Tuesday, February 19, 2013

Strategic Health Care Marketing published my article: "Letting Go Is Hard to Do...Knowing When to Leave Your Job"


On the morning of December 12, 1941, just five days after Pearl Harbor, newly minted Brigadier General Dwight D. Eisenhower was summoned from Texas to meet with Army Chief of Staff General George Marshall. He was directed to present Marshall with a strategy within just a few hours to lead to victory in the Pacific. Without delay, Eisenhower drafted a three-page memo outlining his strategy. His action is illustrative of one of the most important leadership tools too seldom used in health care marketing today: strategy.

Executives, managers and others in transition (for example, many of President Obama’s first-term marketing campaign staffers) need a personal strategy to guide them in their careers. Their strategy should have benchmarks by which they can judge whether the time is nearing for them to move on in their careers and not overstay their welcome.

Successful health care marketers typically possess a strong strategic bent, substantial conceptual skills, an engaging personality, and proven analytical ability. Yet few seemingly deploy personal strategies in their own careers. According to executive search firm Spencer Stuart, chief marketing officers across all industries average just 43 months in a particular job. This relatively short tenure suggests that marketers would definitely benefit from a strategy to guide them in their professional pursuits.

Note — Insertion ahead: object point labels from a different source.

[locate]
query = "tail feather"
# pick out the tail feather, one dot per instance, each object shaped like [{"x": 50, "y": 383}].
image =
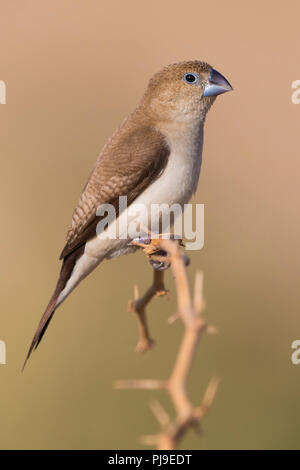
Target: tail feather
[{"x": 65, "y": 273}]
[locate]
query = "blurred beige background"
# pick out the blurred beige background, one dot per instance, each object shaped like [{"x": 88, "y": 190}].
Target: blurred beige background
[{"x": 73, "y": 70}]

You, as a health care marketer, must be able to discern when the time has come to leave behind a comfortable, challenging, or captivating job-however difficult that may seem. Knowing when it’s time to say goodbye is a sensibility that’s often lacking. A career strategy can help immensely.

Robben Fleming told me about five years into his job as president of the University of Michigan that a decade was a “pretty good rule of thumb” as it enables leaders to accomplish most of their goals and hopefully avoid “wearing out one’s welcome.” Fleming left the university to become president of the Corporation for Public Broadcasting 10 years after he arrived in Ann Arbor. Like Eisenhower, Fleming served in World War II and clearly grasped his mission. He had an overarching strategy to succeed and the requisite skills to ably guide the university during the turbulent Vietnam War years of student protests.

When you, as a marketing vice president, director or manager, feel the need to make a career move, chances are your instincts are probably correct. Even when close friends or family members may not perceive your instincts as logical or strategic, it doesn’t mean they are not valid.

Achieving most of the goals you originally projected is an excellent benchmark for coming to terms with a timetable to move on. But there are other cogent reasons for doing so. Consider if any of these situations applies to you—or your boss:

§                  You have become seduced by the trappings of success.
§                  The relationship with your supervisor is in a downward spiral.
§                  Your skills have begun to erode.
§                  Your organization has become increasingly unreceptive to your ideas.
§                  You have become isolated from key constituencies.
§                   It’s becoming increasingly difficult to alter your course quickly.
§                  The organization’s culture is not in sync with your principles.
§                  You seem to have lost passion and vision.


The truth is that people look for new career opportunities for many reasons, and they differ with each individual. Whatever the situation, keep in mind five key guidelines about leaving one job and settling into a new one successfully:

§ Don’t burn your bridges. Keeping relationships at your old hospital or health system intact may help you in many ways in the future, especially if you plan to stay in the same industry.

§ Leave something important behind you—something you can be especially proud of, not simply something to put on your resume. That will contribute to your own sense of purpose.

§ Take the lessons you learned and apply them to your new situation, but be careful not to treat your new job as your old one. Be open to a new environment and new ways of doing things. You have great skills to bring with you, but they will be used in a different context, so don’t expect people and situations to be the same. Learn the lay of the land before instituting too many changes.

§ Be friendly and respectful to all the new people you meet. Wherever you go, some people see new hires as a threat. Treating everyone respectfully will help you earn the trust and support you need and will let people see you as a welcome member of the team. Be open, receptive and forge an honest working environment.

§ Challenge yourself to learn fresh skills in your new position so you can contribute to your organization in important state-of-the-art ways to bolster its competitive advantage.

When you confront this question of whether the time has come to move on, perhaps Ralph Waldo Emerson’s words of wisdom will help: “To map out a course of action and follow it to an end, requires some of the same courage which a soldier needs.”

Ritch K. Eich, Ph.D, former Editorial Advisory Board member, is the author of Real Leaders Don’t Boss (Career Press) and served as the chief marketing or public affairs executive at St. Joseph Mercy Health System, Indiana University Medical Center and Stanford Medical Center. He is Principal of Eich Associated, www.eichassociated.com.